21 Şubat 2010 Pazar

Benim Savcım Senin Savcını Döver

Teker teker işgal edilecekti devletin bütün kurumları, çaktırmadan, hissettirmeden. Yıllar önce Erbakan Hoca'ları meşhur, "kanlı mı olacak kansız mı" sorusunu yumurtlayı vermişti. İşte bu gün anlaşılıyor ki, kansız oluyormuş bu devleti ve kurumları ele geçirme işleri; ama kanlı olanından çok daha acılısı, çok daha sancılısı.

Ah be başsavcım, senin haddine mi cemaatleri sorgulamak, senin haddine mi cemaatleri soruşturmak. Bu zamana kadar cemaatlere dokunanların başlarına gelenler sana örnek olmadı mı da, hala onların ensesine yapışıyorsun, devasa gelirlerinin nereden elde edildiğini araştırıyorsun, devleti ele geçirme çabaları içinde olduklarını ifşa ediyorsun? Ergenekon diye dipsiz bir kuyuları var, o kuyuda bütün düşmanlarını topladıklarını anlamadın mı hala? Seni de bu kuyuya atacakları hiç aklına gelmedi mi? Bak işte, dün, bütün hizmet aşkıyla oturmuş çalışma odasında, delillerini tek tek inceleyen bir Türkiye Cumhuriyeti başsavcısı iken, bugün sen de bir ergenekon zanlısı olmak üzeresin. O kuyuya düşmek üzeresin, seni tutmaya çalışanlar var ama onlar da artık eski güçlerinde değiller maalesef, onlar da yoruldu, çaresiz kaldı.

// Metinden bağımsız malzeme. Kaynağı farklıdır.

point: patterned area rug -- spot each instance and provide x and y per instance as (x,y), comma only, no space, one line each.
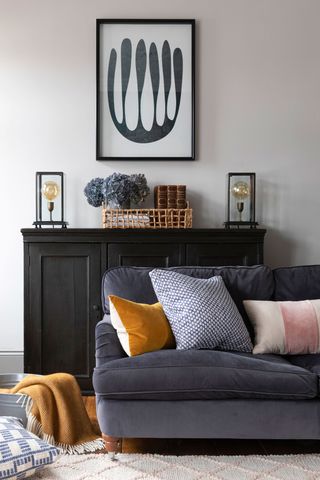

Yarın belki de seni serbest bırakacaklar, bu dakikadan sonra zaten ne önemi var ki? Sen ertesi gün işini tekrar aynı aşkla yapabilecek misin peki? Her bir yeni dosya açışında, aklına bu yaşadıkların gelmeyecek mi? Senin bütün iştahını almayacak mı bu günlerde başına gelenler? Bu zamana kadar üzerinde çalıştığın, iyi kötü bir yerlere geldiğin meslek sana çok büyük bir kazık attı değil mi? Artık yeni, kimsenin deneyemediği, açılması yürek isteyen soruşturmaları başlatabilecek misin? Yoksa sıradan, gündelik işlerini yaparak mı mesleğine devam edeceksin? Senin bu halini gören genç meslektaşların, hangi cesaretle senin izinden gelebilecek? Sen onlar için bir sembol oldun artık, "bak, adam ol, yoksa senin de sonun onun gibi olur" diyecekler senden bahsederlerken. Daha dün işinde gücünde, temiz bir insan, iyi bir savcı; bugün hapishanede bir zanlı, bir sembol, bir kötü örnek.

Bizler arkandayız demenin bir faydası var mı bilmiyorum. Sen tanıyorsun zaten bizleri, biliyorsun. Manevi desteğimizi şu anda o hapishanede yatarken hissediyorsun, biz de bunu biliyoruz. Ama hayat bir kere daha, çaresizliğin ne kadar acı bir şey olduğunu yüzümüze çarpıyor.

Seni düşünürken, başına gelenleri düşünürken... Ah çaresizlik ah!